1. In combination with a loudspeaker having an enclosure, a diaphragm, means mounted by the enclosure for driving said diaphragm in response to an electrical signal applied thereto and means for supporting the diaphragm in operative relation to the driving means comprising, means mounted within the enclosure for producing a magnetic field, and magnetic armature means connected to the diaphragm for suspension thereof physically independent of the enclosure by coaction with the magnetic field.
16. In combination with an electrically driven speaker diaphragm assembly of a predetermined weight and a frame through which a gravitational axis is established, means suspending the diaphragm assembly for limited displacement along said gravitational axis without physical contact with the frame, comprising armature means connected to the diaphragm for displacement therewith along said axis and magnetic suspension means developing a force equal to said weight and applied along said axis to the diaphragm assembly for support thereof.
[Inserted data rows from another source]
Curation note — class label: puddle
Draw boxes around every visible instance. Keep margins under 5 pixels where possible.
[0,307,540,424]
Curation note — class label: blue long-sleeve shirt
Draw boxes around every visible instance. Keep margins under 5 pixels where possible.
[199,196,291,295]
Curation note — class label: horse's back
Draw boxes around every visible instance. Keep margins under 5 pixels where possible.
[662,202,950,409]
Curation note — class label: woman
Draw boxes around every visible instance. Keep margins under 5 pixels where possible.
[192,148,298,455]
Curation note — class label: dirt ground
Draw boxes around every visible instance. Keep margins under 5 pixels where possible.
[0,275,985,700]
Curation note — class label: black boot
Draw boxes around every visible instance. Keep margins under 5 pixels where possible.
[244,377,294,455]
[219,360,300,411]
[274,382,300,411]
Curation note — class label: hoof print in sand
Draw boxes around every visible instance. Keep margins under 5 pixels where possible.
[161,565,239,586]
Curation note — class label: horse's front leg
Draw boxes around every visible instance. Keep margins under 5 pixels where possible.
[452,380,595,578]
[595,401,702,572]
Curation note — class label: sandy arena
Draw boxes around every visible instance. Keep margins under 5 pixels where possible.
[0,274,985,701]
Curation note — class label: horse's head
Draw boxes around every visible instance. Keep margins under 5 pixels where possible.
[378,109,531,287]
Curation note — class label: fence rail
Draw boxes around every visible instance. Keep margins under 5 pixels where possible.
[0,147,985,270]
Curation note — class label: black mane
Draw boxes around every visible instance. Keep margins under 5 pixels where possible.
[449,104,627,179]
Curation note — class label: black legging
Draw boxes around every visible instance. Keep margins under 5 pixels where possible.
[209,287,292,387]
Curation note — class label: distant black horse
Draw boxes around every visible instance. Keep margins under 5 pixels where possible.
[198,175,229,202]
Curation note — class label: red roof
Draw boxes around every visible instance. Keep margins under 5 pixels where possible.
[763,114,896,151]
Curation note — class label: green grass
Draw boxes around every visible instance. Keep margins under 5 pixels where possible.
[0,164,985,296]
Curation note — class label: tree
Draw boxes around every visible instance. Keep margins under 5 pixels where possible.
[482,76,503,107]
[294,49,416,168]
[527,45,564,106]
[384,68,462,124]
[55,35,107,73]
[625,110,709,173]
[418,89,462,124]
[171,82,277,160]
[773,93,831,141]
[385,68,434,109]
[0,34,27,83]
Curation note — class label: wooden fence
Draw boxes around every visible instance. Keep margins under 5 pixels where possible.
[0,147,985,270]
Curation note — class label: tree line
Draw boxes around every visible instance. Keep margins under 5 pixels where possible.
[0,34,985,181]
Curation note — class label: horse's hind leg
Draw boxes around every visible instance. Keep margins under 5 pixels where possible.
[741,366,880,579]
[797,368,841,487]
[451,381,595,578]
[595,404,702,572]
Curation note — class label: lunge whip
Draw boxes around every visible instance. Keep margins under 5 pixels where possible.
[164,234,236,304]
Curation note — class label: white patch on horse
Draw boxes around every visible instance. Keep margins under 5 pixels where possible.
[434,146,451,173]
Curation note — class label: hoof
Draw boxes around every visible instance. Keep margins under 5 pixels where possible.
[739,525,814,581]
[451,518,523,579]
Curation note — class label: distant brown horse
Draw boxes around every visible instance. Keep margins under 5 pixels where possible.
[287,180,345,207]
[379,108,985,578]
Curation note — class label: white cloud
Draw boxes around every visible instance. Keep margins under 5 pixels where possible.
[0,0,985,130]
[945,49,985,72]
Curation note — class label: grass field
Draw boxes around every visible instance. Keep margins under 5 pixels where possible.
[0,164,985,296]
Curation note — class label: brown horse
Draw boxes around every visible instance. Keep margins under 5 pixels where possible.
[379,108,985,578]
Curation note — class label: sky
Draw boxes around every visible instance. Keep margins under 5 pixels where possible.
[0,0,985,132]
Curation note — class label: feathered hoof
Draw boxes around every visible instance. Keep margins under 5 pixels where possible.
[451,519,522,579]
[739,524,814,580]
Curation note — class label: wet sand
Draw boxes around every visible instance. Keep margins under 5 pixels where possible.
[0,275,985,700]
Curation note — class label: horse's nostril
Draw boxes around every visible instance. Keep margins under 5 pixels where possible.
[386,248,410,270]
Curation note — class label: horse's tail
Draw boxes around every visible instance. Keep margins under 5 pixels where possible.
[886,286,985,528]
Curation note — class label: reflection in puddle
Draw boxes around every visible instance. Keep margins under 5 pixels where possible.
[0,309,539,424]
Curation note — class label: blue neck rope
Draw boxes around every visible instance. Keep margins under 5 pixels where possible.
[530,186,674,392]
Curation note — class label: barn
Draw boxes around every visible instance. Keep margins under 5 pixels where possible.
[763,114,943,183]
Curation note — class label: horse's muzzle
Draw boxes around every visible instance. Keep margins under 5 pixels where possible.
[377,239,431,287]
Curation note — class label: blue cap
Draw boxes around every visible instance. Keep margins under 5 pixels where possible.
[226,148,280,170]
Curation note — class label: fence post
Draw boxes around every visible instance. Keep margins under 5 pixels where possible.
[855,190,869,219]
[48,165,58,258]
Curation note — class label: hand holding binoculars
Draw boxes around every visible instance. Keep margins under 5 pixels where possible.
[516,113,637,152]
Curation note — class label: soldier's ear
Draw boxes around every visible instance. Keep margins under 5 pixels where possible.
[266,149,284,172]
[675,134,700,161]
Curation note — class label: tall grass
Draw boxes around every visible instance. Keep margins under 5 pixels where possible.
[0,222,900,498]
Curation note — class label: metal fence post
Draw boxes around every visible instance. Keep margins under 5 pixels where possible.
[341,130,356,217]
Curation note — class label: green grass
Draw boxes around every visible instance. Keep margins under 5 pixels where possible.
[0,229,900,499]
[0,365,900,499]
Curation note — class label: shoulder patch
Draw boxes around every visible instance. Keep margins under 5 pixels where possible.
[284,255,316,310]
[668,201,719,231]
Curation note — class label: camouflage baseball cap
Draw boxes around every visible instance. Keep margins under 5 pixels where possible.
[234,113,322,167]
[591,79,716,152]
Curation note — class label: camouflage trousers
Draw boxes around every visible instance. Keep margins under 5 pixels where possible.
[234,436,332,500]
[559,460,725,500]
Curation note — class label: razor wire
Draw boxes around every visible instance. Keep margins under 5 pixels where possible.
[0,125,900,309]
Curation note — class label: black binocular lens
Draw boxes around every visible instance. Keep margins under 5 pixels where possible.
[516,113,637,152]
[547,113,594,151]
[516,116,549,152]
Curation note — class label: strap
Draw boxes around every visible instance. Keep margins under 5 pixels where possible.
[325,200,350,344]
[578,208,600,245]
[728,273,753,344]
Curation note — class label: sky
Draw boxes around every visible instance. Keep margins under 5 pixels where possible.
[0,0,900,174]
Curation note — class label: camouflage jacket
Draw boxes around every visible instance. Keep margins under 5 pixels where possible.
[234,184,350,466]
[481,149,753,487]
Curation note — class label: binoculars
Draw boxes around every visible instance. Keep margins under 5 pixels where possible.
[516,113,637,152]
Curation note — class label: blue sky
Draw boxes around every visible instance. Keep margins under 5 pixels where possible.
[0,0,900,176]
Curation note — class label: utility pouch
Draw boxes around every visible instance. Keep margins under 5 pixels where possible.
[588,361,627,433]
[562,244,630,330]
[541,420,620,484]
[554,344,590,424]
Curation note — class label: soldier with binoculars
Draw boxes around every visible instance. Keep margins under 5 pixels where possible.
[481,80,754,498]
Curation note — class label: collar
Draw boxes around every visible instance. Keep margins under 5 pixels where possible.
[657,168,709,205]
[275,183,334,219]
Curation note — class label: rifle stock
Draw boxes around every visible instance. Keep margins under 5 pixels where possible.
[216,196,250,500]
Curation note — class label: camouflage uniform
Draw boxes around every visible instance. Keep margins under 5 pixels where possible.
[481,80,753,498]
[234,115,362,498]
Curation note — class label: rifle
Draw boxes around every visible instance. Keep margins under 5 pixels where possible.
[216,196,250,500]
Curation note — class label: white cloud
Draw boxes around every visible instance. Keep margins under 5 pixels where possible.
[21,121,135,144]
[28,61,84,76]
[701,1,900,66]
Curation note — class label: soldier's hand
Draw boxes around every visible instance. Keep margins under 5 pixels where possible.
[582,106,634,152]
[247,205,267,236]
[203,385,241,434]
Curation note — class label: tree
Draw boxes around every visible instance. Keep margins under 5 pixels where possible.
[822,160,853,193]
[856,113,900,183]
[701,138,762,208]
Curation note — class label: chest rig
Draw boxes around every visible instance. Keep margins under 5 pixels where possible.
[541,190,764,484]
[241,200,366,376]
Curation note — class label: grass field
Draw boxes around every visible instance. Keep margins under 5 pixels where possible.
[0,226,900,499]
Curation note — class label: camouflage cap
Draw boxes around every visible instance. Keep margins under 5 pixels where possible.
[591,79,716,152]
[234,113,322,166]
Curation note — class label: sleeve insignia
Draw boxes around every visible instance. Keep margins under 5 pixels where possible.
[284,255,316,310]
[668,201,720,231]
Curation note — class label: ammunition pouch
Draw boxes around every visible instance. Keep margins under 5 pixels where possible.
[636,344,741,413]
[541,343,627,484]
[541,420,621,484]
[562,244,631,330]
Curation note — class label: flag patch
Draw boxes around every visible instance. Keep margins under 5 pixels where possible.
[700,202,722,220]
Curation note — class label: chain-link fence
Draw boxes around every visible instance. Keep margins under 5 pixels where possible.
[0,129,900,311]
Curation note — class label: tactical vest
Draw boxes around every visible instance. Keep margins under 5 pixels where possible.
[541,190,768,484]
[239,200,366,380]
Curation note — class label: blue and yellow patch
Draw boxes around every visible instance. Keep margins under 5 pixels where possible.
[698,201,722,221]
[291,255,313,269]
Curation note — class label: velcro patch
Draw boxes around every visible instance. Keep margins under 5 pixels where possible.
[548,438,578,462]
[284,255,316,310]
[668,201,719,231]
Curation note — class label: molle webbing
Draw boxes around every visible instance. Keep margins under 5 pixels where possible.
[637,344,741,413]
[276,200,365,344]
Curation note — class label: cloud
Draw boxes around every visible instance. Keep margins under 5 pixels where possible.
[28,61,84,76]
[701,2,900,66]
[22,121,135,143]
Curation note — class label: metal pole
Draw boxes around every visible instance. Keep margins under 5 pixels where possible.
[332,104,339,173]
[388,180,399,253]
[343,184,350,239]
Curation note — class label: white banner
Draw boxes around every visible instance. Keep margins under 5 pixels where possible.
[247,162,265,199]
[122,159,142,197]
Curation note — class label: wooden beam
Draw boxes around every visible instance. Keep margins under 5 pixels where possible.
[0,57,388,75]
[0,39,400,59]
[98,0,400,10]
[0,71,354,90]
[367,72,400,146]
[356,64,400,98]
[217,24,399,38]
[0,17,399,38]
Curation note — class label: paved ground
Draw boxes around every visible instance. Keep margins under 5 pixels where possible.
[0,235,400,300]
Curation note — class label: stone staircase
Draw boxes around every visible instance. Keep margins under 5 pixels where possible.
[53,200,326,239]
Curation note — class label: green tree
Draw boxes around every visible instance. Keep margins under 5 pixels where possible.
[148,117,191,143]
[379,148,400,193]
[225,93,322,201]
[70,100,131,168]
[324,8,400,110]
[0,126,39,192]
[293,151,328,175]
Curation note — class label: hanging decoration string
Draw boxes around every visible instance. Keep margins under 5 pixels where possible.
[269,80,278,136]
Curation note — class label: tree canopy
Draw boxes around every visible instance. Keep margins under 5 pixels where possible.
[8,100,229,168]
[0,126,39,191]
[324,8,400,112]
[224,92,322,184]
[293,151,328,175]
21. In combination with a speaker diaphragm assembly, a housing enclosing the diaphragm assembly and driving means for displacement of the diaphragm assembly within the housing, means for supporting the diaphragm assembly comprising, means positioning the diaphragm assembly in spaced relation to the housing for establishing a tuning port therein and magnetic means carried by the diaphragm assembly and magnetically reacting with the positioning means for suspending the diaphragm assembly during said displacement thereof to maintain said tuning port open.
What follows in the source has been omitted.